In Greek mythology, Dryope (/ˈdraɪ.əpiː/; Δρυόπη) is the daughter of Dryops, king of Oeta ("oak-man") or of Eurytus (and hence half-sister to Iole). Dryope mothered Amphissus by Apollo.

== Mythology ==
There is a story of her metamorphosis into a black poplar, and a story of her changing into a lotus tree.

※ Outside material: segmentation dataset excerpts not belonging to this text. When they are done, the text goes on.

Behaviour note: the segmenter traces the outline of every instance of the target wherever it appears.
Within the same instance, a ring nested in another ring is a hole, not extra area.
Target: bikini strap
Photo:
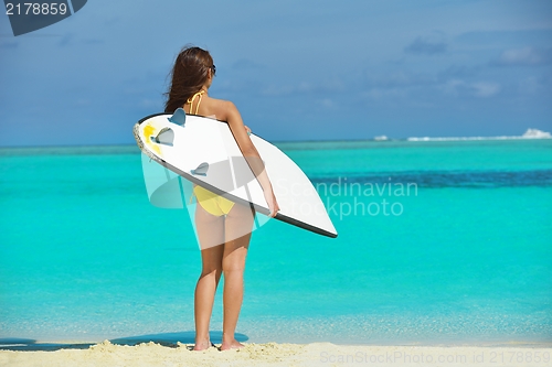
[[[198,97],[199,98],[198,99],[198,106],[195,107],[195,114],[194,114],[194,115],[198,115],[198,111],[200,110],[201,97],[203,96],[204,93],[205,93],[205,90],[201,89],[200,91],[198,91],[197,94],[194,94],[191,98],[188,98],[187,102],[190,104],[190,114],[193,114],[192,112],[193,101]]]

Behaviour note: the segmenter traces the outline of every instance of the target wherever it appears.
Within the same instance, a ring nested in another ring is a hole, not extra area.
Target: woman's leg
[[[242,309],[245,257],[250,247],[253,218],[254,212],[250,206],[235,204],[225,219],[226,242],[222,259],[224,314],[221,350],[243,346],[235,339],[234,332]]]
[[[209,214],[197,205],[195,229],[201,247],[202,270],[195,287],[195,347],[203,350],[211,346],[209,323],[213,311],[216,285],[222,274],[222,258],[224,251],[224,217]]]

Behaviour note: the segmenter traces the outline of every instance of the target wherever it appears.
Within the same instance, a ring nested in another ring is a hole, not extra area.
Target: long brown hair
[[[170,74],[171,86],[164,94],[167,97],[164,111],[174,112],[188,98],[198,93],[205,84],[209,69],[213,69],[213,57],[208,51],[194,46],[182,48]]]

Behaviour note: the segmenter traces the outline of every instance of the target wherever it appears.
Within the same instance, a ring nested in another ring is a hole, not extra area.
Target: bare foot
[[[211,347],[211,342],[210,341],[203,341],[203,342],[195,342],[195,346],[193,347],[193,350],[205,350]]]
[[[244,347],[242,343],[237,342],[236,339],[232,339],[231,342],[222,342],[221,345],[221,350],[229,350],[229,349],[240,349]]]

=== Antoninus Liberalis' account ===
According to the first, Apollo seduced her by a trick. While Dryope tended the flocks of her father on Mount Oeta, she became the playmate of the hamadryads of the woods on Mount Oeta. The nymphs taught her to sing hymns to the gods and to dance. On one occasion, Dryope was seen by Apollo. In order to win her favours the god turned himself into a tortoise, of which the girls made a pet. The nymphs played with the animal and when Dryope had the tortoise on her lap, Apollo turned into a snake. The nymphs then got scared and abandoned her, and Apollo raped her. Eventually she gave birth to her son Amphissus. Soon afterwards Dryope married Andraemon, son of Oxylus. Amphissus eventually built a temple to his father Apollo in the city of Oeta, which he founded. Here the nymphs came to converse with Dryope, who had become a priestess of the temple. Fond of her, they took her with them and placed a poplar tree in her place. They then turned her into a nymph. Two women of the town told the people that the nymphs had taken Dryope, so the nymphs turned them into fir trees.

=== Ovid's account ===
In Ovid's version of the story, Dryope was wandering by a lake, suckling her baby Amphissus, when she saw the bright red flowers of the lotus, formerly the nymph Lotis who, when fleeing from Priapus, had been changed into a tree. Dryope wanted to give the blossoms to her baby to play with, but when she picked one the tree started to tremble and bleed. She tried to run away, but the blood of the tree had touched her skin and she found her feet rooted to the spot. She slowly began to turn into a lotus tree, the bark spreading up her legs from the earth, but just before the woody stiffness finally reached her throat and as her arms began sprouting twigs her husband Andraemon heard her cries and came to her. She had just enough time to warn her husband to take care of their child and make sure that he did not pick flowers. She also told him to find Amphissus a nurse and to tell him to call her his mother.